Dr. Jeremy Luban, virologist with UMass Chan Medical School of the University of Massachusetts, was asked in an August interview whether the nation is now living with endemic COVID, evolving into a general widespread population-infecting illness like influenza.

That moment, envisioned by the WHO’s anticipated finish line, seems close, given the data.

“If we get to the point where the virus continues to spread and infect us, but it rarely causes severe disease because most of us have some immunity against it, we would say that SARS-CoV-2 has become endemic,” he said.

He compared the difference between the coming fall and last fall, when the world saw the Delta variant fade and Omicron kick in with an explosion of new cases and deaths.

“It’s possible that this coming fall is going to be the first relatively normal period for us since the beginning of the pandemic,” he said. “It may be the beginning of the real endemic phase for us, where most people who get infection have a common cold. But we don’t know that with any certainty, and with SARS-CoV-2 we have to be prepared for the worst.”

BOOSTERS

Going forward, COVID-19 boosters are expected to be offered much like the flu shot each year, updated depending on the variant. Recently, the new “bivalent” booster was introduced, targeting both the original COVID-19 strain and the now-circulating BA.4 and BA.5 Omicron variants.

In Pierce County, 53 percent of eligible residents have received at least one booster, according to state Department of Health dashboard.

Tacoma-Pierce County Health Department noted in a Sept. 8 update that 25.8 percent of residents are up to date with all COVID-19 vaccines, meaning the two shots in the primary series and all recommended boosters, including the new version.

Federal health officials are encouraging people to get the new booster by Halloween to offer protection in time for holiday gatherings.
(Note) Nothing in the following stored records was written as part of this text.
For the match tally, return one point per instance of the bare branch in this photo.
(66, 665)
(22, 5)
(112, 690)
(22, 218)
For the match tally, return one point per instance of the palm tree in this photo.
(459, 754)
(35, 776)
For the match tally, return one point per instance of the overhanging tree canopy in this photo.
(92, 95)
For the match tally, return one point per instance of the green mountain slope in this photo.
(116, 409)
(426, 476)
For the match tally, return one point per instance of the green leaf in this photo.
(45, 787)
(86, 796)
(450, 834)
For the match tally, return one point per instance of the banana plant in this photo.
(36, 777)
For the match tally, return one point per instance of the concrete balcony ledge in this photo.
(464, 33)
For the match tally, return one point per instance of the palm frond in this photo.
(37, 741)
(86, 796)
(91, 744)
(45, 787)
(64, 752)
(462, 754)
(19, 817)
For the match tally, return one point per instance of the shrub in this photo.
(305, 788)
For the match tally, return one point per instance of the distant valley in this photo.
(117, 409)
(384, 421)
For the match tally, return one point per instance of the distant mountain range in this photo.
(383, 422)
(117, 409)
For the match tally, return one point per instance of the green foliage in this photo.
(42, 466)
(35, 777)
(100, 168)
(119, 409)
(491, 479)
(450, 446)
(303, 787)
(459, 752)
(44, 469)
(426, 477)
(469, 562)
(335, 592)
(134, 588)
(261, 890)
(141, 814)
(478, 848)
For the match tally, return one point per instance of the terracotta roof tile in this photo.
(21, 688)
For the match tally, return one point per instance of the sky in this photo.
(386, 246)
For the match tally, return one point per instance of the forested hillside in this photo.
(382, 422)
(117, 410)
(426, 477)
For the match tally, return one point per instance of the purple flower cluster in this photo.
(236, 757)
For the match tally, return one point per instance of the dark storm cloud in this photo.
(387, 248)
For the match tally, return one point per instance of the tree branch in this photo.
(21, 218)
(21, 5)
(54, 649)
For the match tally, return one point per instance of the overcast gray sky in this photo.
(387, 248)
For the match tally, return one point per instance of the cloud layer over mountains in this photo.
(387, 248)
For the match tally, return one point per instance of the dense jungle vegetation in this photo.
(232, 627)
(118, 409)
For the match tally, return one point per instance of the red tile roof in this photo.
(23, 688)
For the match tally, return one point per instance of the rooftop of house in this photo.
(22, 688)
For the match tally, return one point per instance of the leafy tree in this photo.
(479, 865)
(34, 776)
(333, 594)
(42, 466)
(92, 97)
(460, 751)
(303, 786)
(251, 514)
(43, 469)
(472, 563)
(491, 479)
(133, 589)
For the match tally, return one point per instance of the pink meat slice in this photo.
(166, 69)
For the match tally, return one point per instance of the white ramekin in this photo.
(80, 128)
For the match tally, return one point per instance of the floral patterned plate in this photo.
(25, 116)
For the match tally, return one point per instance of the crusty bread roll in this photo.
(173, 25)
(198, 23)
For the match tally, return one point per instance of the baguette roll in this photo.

CDC booster guidance is posted online.

Nigel Turner is division director of communicable disease with TPCHD. Turner noted in an online update about the new boosters earlier this month, “During the peak six months of the Omicron wave, compared to those who completed their initial vaccine series, unvaccinated people in Pierce County were six times more likely to be hospitalized with COVID-19 and seven times more likely to die from COVID-19.”

LONG COVID

For those who’ve been infected, the threat of long COVID looms, with an estimated 1 in 13 adults in the U.S. currently experiencing illness long after COVID-19 has passed.

Dr. Janna Friedly is treating long-COVID patients at the UW Medicine Post COVID Rehabilitation and Recovery Clinic at Harborview Medical Center. Friedly told The state Department of Health in an interview published Friday that research now suggests more than 200 different symptoms.

“The way I think of COVID-19 is that it’s like gasoline, it sets everything on fire,” Friedly said. “If you had underlying conditions and you get COVID-19, the disease will light everything on fire and make things worse.”

Friedly noted that “A lot of people who have chronic medical conditions or are older may not necessarily associate the worsening of their symptoms or their condition with their COVID-19 infection, when in fact it may actually be related to long COVID.

“Then there are people who were considered healthy before their infection and now are experiencing debilitating symptoms. We’re not quite sure if it’s that it’s more prevalent in those populations, or that they’re recognizing it as long COVID and seeking out care more,” Friedly said.

She speaks from experience and offers optimism for those still struggling.

“We see many, many patients who recover completely. I consider myself in that category. I had symptoms for about nine months after my initial COVID-19 infection and feel fully recovered now.”